Moreover, to express this new language in writing, Cyril invented a specific alphabet. This was the beginning of the Glagolitic script.
Cyril and Methodius were canonised at the end of the XIX century and became the patrons of Moravia.
July 6: Anniversary of the martyrdom of Jan Hus (1415)
Jan Hus is an important figure in Czech history. He was a Roman Catholic priest, reformer, preacher and probably one of the most important Czech medieval thinkers. He also simplified Czech spelling by replacing long strings of consonants with letters with accents.
He taught at Prague University and criticised the moral decay of the Church in his religious works. The Catholic Church condemned him as a heretic and burned him more than 700 years ago in Constance, the border town between Switzerland and Germany. Jan Hus always refused to renounce his beliefs.
September 28: Anniversary of the death of Saint Wenceslas (929)
St Wenceslas is one of the most popular Czech saints. He is the protector of the nation, patron saint, martyr and a figure in Czech history who played a leading role in the emancipation of the Czech state and the Přemyslid dynasty within Christian Europe.
It was St. Wenceslas who had the rotunda built at Prague Castle, which later became the actual gothic St. Vitus Cathedral.
On September 28, events are held throughout the Czech Republic in his honour.
October 28: National Day – the day when independent Czechoslovakia was founded (1918)
October 28 was one of the most important days for the Czech nation. After 400 long years, the Czechs were finally freed from the domination of the Habsburg dynasty.
Tomáš Garrigue Masaryk was the first president of the first Czechoslovak Republic and was an exemplary president for the people. During his term of office, the country enjoyed a period of prosperity.

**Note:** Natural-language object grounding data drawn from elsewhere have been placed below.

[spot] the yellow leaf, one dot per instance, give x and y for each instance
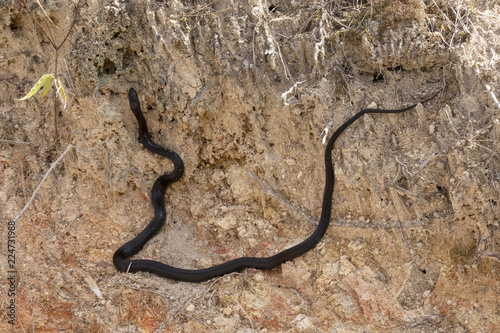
(60, 92)
(37, 87)
(46, 85)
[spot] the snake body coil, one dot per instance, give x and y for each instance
(120, 258)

Today, the city of Prague organises many events for this bank holidays. This day is also an opportunity to visit many places usually closed to the public, including the Chamber of Deputies and the Senate in Prague.
November 17: Day of the Struggle for Freedom and Democracy
This day commemorates a student demonstration, organised with the approval of the communist regime, to pay tribute to Jan Opletal, a Czech student who was fatally wounded during a demonstration against Nazism in 1939.

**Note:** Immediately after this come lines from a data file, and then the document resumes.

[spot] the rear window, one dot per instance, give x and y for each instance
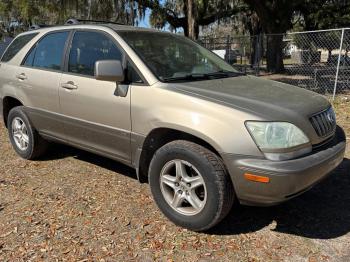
(16, 46)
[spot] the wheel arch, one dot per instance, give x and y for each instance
(9, 102)
(161, 136)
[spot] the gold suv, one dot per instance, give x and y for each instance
(202, 134)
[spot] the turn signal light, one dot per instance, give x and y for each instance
(255, 178)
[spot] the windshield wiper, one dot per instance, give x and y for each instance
(189, 77)
(207, 76)
(225, 73)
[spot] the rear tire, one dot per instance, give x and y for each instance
(190, 185)
(26, 141)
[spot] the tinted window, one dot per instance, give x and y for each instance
(48, 52)
(89, 47)
(132, 74)
(16, 46)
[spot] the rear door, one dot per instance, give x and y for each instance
(37, 80)
(96, 118)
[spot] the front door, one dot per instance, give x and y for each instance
(39, 78)
(96, 119)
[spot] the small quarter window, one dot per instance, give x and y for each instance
(132, 75)
(16, 46)
(89, 47)
(48, 52)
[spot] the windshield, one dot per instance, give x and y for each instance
(172, 57)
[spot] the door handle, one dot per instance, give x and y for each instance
(69, 85)
(21, 76)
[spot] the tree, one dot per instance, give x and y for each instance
(189, 14)
(325, 14)
(276, 19)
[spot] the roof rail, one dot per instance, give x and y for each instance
(35, 27)
(73, 21)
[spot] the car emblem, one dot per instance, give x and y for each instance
(330, 116)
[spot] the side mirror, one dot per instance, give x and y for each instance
(109, 70)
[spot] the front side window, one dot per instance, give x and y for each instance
(16, 46)
(132, 75)
(173, 57)
(89, 47)
(48, 52)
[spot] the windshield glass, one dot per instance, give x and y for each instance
(172, 57)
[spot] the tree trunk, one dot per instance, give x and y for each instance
(191, 20)
(274, 55)
(329, 55)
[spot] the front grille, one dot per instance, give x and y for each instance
(324, 122)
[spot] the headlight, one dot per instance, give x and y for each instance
(279, 140)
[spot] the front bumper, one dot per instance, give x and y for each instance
(287, 178)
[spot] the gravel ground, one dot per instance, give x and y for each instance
(75, 206)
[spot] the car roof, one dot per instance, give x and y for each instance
(114, 27)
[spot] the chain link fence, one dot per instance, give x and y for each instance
(315, 60)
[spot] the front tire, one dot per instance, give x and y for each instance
(190, 185)
(26, 141)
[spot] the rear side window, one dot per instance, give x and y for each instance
(48, 52)
(89, 47)
(16, 46)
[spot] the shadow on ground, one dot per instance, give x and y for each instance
(323, 212)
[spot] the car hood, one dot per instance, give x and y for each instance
(268, 99)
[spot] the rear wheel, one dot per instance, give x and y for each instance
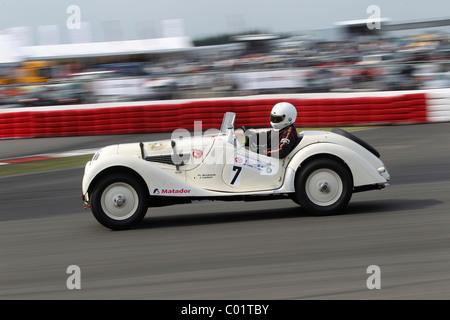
(119, 202)
(324, 187)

A few days after the fall of the Berlin Wall, this demonstration spontaneously turned into a demonstration against the communist regime, with tens of thousands of people joining in. This was the beginning of the Velvet Revolution. The brutal intervention of the police to put an end to the rally on 17 November triggered a wave of strikes and demonstrations nationwide. A few weeks later, the communist regime was abolished and Václav Havel was elected president of the republic on 29 December.
Since that day, many events and concerts have been organised to commemorate this historic day.

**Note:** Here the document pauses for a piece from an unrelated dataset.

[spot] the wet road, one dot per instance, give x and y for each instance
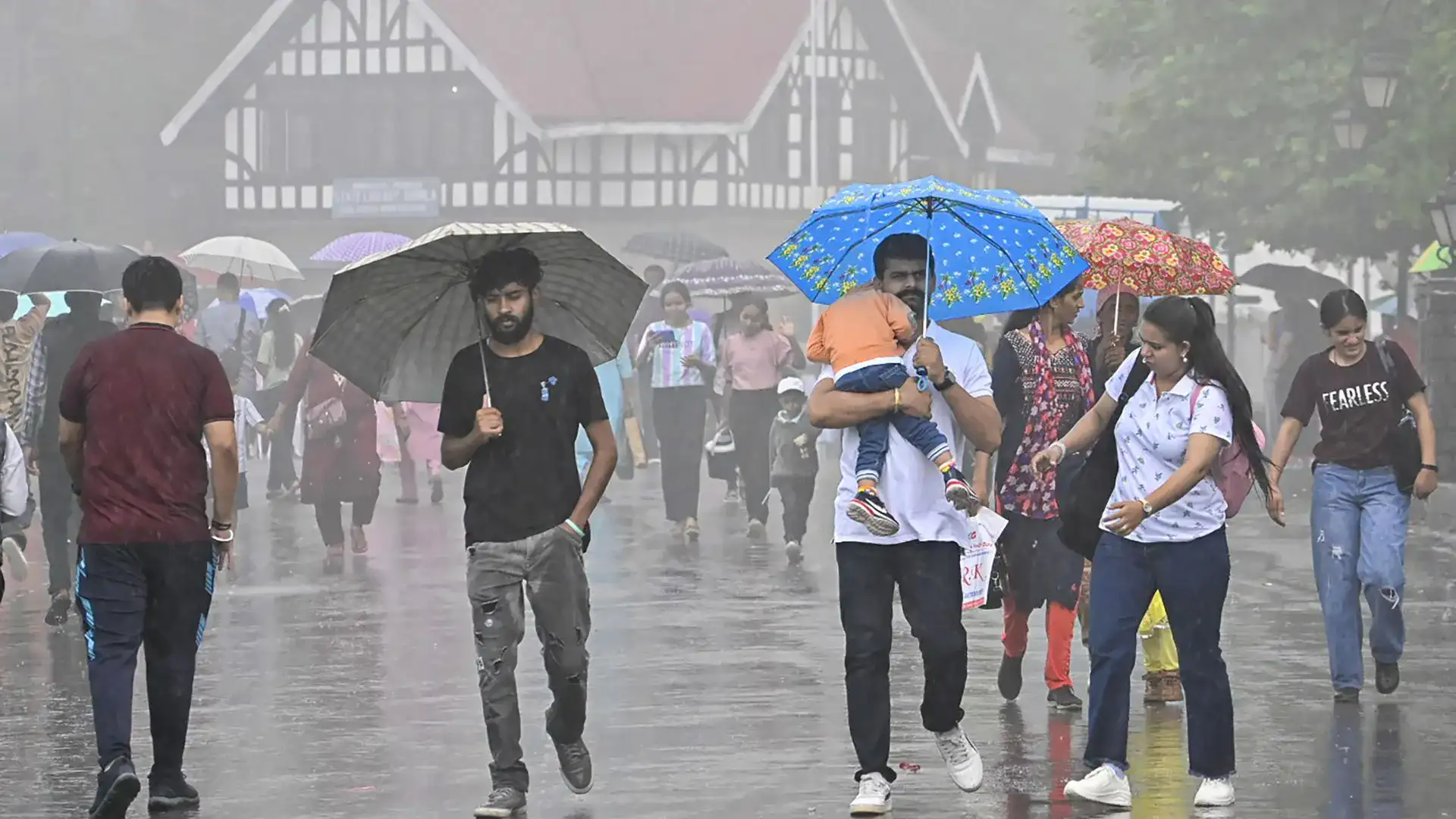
(717, 686)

December 24: Christmas Eve
The Czechs call this day Štědrý den, the "generous day".
In the evening, the traditional meal of breaded carp and potato salad is served. Then a bell is rung to announce the arrival of the baby Jesus, Ježíšek, and gifts are given to children.
The Czechs also have the habit of fasting or eating little on this day. It is said that whoever manages not to eat until evening will see the "zlaté prasátko" (golden pig).
December 25 and 26
Czechs usually visit their families.